スマートフォンでキーボード入力の内容を傍受――米研究チームが実証

スマートフォンの加速度計を使って、デスクトップPCのキーボードに入力された内容を傍受することができてしまうという。

» 2011年10月21日 08時24分 公開
[鈴木聖子,ITmedia]

 米ジョージア工科大学の研究チームが、スマートフォンの加速度計を使ってデスクトップPCのキーボードに入力された内容を傍受することに成功したとして、論文を発表した。

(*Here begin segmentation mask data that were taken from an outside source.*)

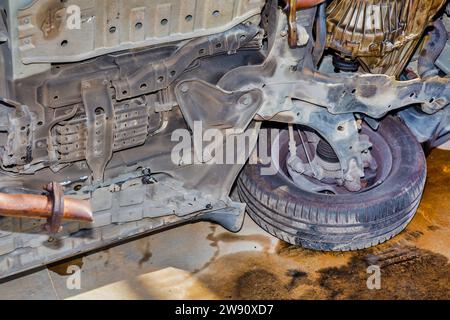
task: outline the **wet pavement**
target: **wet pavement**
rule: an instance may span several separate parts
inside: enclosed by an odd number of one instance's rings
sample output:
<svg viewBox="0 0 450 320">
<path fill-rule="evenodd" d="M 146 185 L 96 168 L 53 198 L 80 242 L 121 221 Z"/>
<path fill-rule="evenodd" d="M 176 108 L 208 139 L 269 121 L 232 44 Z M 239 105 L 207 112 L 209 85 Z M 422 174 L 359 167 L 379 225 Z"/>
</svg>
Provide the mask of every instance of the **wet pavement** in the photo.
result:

セキュリティ企業のSophosが10月20日のブログで伝えた。

 それによると、研究チームは加速度計が搭載されたスマートフォンをキーボードの近くに置き、専用のソフトウェアを使ってキーボードの振動を解析することにより、入力内容を傍受した。その結果、最高80%の精度で入力された文章を解読できたという。

 研究者は「iPhone 3GSを使った実験では内容の判読が難しかったが、iPhone 4ではジャイロスコープが加わって加速度計のノイズが解消され、精度が向上した。この攻撃は、過去2年以内に製造されたスマートフォンの大半で仕掛けることができると思う」と解説している。

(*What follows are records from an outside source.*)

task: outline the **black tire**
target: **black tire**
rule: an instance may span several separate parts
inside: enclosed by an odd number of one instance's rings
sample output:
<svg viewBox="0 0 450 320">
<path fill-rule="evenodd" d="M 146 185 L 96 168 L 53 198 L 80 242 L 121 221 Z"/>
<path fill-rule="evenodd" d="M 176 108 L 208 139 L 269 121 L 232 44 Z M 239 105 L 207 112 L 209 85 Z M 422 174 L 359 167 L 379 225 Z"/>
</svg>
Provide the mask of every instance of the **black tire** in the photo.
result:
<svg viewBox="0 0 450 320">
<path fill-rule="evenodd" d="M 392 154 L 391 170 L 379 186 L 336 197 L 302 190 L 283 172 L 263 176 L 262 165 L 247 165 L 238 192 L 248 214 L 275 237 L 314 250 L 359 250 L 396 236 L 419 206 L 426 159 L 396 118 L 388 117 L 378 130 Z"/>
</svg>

 具体的な攻撃の手口としては、一見すると無害なアプリケーションをユーザーにダウンロードさせてキーボード盗聴のマルウェアを起動させ、ユーザーがキーボードの横にスマートフォンを置いた状態で入力した際に、その内容を傍受することなどが考えられるという。

 現時点でまだ実際に通用する可能性は低いとみられるが、こうした攻撃が実現すればパスワードなどが盗まれる恐れがあるとSophos研究者は指摘する。また、クレジットカード番号などの数字も読み取られる恐れがあるのかどうかも興味深いとしている。